7/20/2005

Star Trek's James Doohan Dies

This guy seemed to have a great life - he had a baby at age 80 (so you know his latest wife is pretty young).... I say farewell Scotty; and we should all be able tell people "I'm giving 'er all I got..."

LOS ANGELES -
James Doohan, the burly chief engineer of the Starship Enterprise in the original "Star Trek" TV series and movies who responded to the command "Beam me up, Scotty," died Wednesday. He was 85.
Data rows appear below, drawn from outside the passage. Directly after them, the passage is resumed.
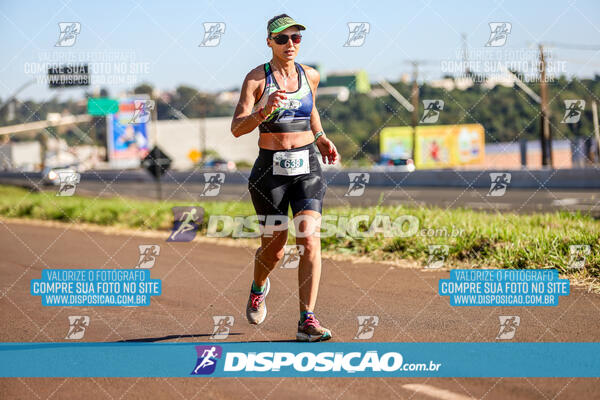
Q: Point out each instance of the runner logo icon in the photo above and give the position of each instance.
(578, 253)
(499, 32)
(358, 33)
(148, 254)
(68, 181)
(573, 111)
(437, 256)
(366, 326)
(213, 182)
(432, 111)
(142, 111)
(77, 325)
(212, 34)
(68, 33)
(500, 181)
(207, 359)
(358, 183)
(223, 324)
(508, 327)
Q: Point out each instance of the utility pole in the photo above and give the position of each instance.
(415, 112)
(596, 130)
(465, 55)
(546, 136)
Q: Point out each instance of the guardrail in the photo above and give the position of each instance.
(582, 178)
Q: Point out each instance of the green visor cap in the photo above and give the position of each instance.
(283, 23)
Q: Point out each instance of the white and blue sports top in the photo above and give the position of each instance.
(294, 115)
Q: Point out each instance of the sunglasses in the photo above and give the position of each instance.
(283, 39)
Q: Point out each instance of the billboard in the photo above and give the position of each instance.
(127, 140)
(438, 146)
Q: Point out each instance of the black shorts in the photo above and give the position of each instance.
(273, 194)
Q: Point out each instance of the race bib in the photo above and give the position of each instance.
(291, 163)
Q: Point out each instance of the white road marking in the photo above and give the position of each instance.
(434, 392)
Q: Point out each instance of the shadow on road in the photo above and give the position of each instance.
(168, 337)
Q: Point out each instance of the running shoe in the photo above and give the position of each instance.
(256, 310)
(311, 330)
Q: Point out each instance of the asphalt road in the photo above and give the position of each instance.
(201, 280)
(514, 200)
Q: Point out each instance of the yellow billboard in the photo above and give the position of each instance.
(438, 146)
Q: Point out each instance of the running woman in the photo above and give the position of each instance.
(279, 98)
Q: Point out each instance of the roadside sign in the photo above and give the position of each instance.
(194, 155)
(156, 162)
(102, 106)
(69, 75)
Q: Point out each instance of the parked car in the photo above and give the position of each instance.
(402, 164)
(219, 164)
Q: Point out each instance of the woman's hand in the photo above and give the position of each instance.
(276, 100)
(328, 150)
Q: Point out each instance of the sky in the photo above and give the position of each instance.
(134, 41)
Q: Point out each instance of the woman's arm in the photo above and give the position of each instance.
(244, 121)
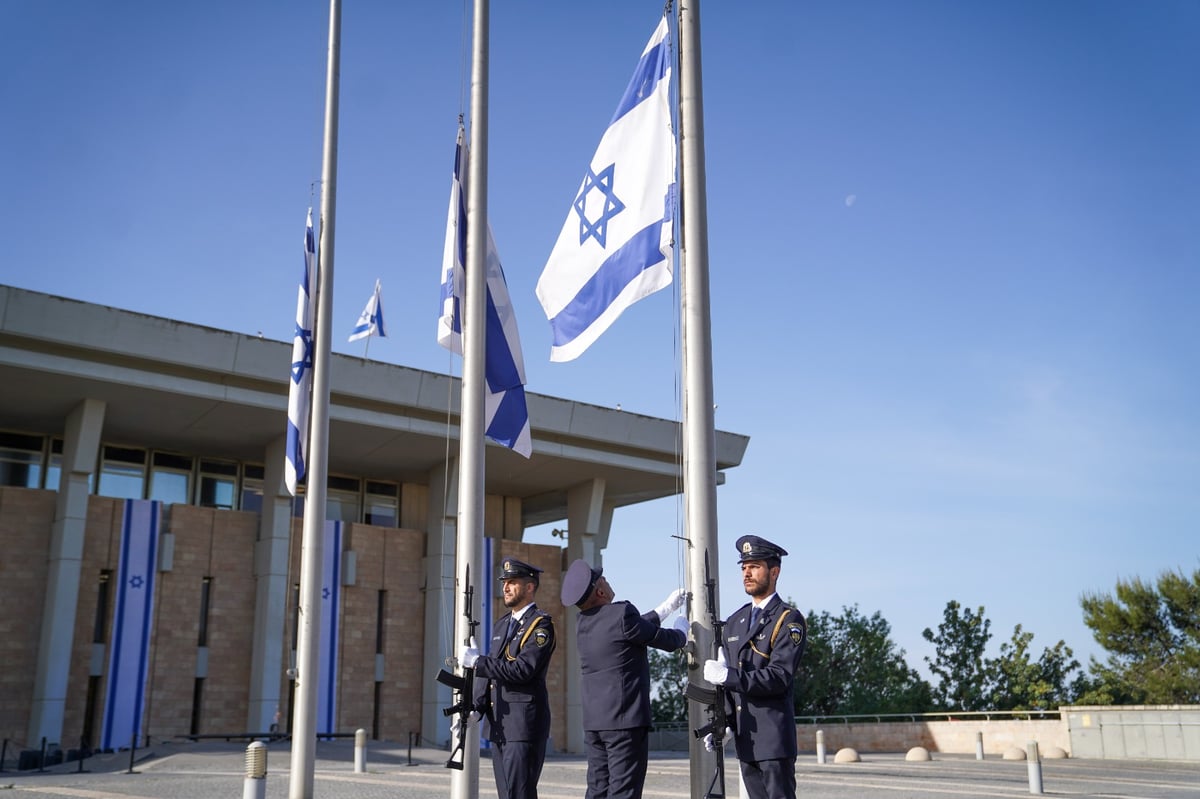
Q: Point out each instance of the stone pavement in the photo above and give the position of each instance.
(216, 770)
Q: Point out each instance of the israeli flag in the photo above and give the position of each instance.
(615, 247)
(299, 401)
(505, 414)
(371, 319)
(129, 656)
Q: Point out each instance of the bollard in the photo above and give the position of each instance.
(255, 785)
(1035, 764)
(360, 751)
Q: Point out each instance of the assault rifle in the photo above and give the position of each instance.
(713, 698)
(465, 685)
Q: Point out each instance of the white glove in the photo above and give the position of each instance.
(725, 742)
(469, 654)
(671, 604)
(715, 671)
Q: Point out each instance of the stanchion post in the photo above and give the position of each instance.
(255, 785)
(1035, 763)
(360, 751)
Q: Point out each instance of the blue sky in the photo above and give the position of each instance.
(953, 250)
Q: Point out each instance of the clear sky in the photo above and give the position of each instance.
(953, 247)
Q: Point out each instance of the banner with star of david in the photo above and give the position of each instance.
(330, 605)
(129, 655)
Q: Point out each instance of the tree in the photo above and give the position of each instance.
(1152, 636)
(960, 643)
(1020, 684)
(851, 666)
(669, 679)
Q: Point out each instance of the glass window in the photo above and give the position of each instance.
(21, 460)
(123, 473)
(381, 504)
(169, 478)
(219, 484)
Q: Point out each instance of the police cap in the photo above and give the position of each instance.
(751, 547)
(579, 582)
(511, 569)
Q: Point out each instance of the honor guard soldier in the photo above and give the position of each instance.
(756, 665)
(616, 678)
(510, 684)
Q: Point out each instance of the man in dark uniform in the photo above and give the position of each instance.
(510, 684)
(616, 678)
(763, 642)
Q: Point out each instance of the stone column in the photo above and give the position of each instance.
(81, 446)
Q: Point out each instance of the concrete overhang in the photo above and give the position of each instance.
(223, 395)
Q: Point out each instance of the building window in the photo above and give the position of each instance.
(252, 488)
(217, 485)
(169, 478)
(21, 460)
(381, 505)
(123, 473)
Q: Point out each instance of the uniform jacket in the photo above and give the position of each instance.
(762, 668)
(616, 680)
(510, 680)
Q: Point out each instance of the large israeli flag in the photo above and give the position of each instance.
(615, 247)
(328, 648)
(371, 319)
(129, 656)
(299, 400)
(505, 414)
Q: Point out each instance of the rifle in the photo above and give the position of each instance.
(713, 698)
(463, 685)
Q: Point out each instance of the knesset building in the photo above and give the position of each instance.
(102, 408)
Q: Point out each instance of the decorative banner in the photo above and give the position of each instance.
(330, 605)
(129, 650)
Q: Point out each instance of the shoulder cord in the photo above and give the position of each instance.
(774, 634)
(525, 637)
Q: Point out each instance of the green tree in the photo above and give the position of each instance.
(960, 666)
(851, 666)
(1019, 683)
(1152, 636)
(669, 679)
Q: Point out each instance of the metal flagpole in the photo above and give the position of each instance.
(465, 784)
(700, 440)
(304, 721)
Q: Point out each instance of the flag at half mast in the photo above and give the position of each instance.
(615, 247)
(505, 414)
(299, 394)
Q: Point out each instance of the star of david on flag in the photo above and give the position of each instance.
(299, 400)
(615, 247)
(505, 413)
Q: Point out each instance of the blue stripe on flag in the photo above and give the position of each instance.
(636, 256)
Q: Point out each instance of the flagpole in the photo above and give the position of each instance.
(465, 784)
(304, 721)
(699, 422)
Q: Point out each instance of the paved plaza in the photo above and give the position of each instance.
(215, 770)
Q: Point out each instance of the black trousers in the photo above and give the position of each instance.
(617, 762)
(517, 767)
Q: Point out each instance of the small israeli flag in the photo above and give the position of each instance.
(299, 400)
(505, 414)
(615, 247)
(371, 319)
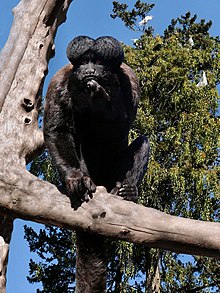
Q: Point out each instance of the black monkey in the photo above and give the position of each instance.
(90, 106)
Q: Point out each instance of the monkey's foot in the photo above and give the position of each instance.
(127, 191)
(95, 87)
(79, 186)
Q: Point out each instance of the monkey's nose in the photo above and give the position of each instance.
(90, 71)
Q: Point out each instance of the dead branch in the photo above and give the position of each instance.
(29, 198)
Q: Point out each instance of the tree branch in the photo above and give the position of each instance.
(27, 197)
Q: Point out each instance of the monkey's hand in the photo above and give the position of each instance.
(95, 87)
(127, 191)
(79, 186)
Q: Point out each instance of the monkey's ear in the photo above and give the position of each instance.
(77, 47)
(109, 50)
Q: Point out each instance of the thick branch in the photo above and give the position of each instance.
(30, 198)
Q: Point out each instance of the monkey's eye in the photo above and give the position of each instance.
(97, 61)
(83, 62)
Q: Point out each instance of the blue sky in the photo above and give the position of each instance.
(92, 18)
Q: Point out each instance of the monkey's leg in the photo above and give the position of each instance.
(131, 168)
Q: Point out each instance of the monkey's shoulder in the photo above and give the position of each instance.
(58, 86)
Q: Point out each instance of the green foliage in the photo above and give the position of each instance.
(131, 18)
(182, 123)
(56, 248)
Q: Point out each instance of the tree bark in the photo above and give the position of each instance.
(23, 66)
(30, 198)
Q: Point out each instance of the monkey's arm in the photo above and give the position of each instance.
(60, 139)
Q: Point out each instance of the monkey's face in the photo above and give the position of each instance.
(91, 72)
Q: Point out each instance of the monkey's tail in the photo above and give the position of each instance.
(90, 263)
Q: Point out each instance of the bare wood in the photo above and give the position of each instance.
(23, 66)
(108, 215)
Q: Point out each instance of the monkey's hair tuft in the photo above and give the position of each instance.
(106, 48)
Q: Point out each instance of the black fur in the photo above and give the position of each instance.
(90, 107)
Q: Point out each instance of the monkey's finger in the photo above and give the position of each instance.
(89, 185)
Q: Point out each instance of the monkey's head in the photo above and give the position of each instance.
(95, 62)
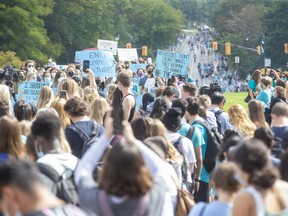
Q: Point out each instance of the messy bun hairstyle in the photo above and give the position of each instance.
(251, 155)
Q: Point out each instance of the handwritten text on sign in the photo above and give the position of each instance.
(101, 62)
(168, 64)
(31, 91)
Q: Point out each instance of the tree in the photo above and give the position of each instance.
(22, 29)
(78, 24)
(155, 23)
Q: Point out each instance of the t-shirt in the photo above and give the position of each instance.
(252, 85)
(265, 97)
(65, 210)
(75, 141)
(213, 208)
(150, 84)
(204, 176)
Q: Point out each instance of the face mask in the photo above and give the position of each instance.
(47, 79)
(30, 69)
(60, 79)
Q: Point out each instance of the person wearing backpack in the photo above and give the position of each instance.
(172, 121)
(218, 101)
(194, 134)
(83, 132)
(56, 167)
(209, 155)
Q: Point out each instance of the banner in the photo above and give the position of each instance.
(107, 45)
(101, 62)
(168, 64)
(31, 91)
(135, 67)
(127, 54)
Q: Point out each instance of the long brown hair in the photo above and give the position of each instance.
(256, 114)
(10, 139)
(124, 171)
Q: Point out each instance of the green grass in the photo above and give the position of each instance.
(235, 98)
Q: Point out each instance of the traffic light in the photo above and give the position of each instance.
(215, 45)
(144, 51)
(286, 48)
(227, 48)
(259, 50)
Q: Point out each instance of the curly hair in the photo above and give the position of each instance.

Doohan died at 5:30 a.m. at his Redmond, Wash., home with his wife of 28 years, Wende, at his side, Los Angeles agent and longtime friend Steve Stevens said. The cause of death was pneumonia and Alzheimer's disease, he said. He had said farewell to public life in August 2004, a few months after being diagnosed with Alzheimer's disease.

He landed on Juno beach on D-Day and crossed a minefield laid for tanks; the soldiers weren't heavy enough to detonate the bombs. At 11:30 that night, he was machine-gunned, taking six hits: one that took off his middle right finger (he managed to hide the missing finger on screen), four in his leg and one in the chest. Fortunately the chest bullet was stopped by his silver cigarette case.

In a 1998 interview, Doohan was asked if he ever got tired of hearing the line "Beam me up, Scotty."

"I'm not tired of it at all," he replied. "Good gracious, it's been said to me for just about 31 years. It's been said to me at 70 miles an hour across four lanes on the freeway. I hear it from just about everybody. It's been fun."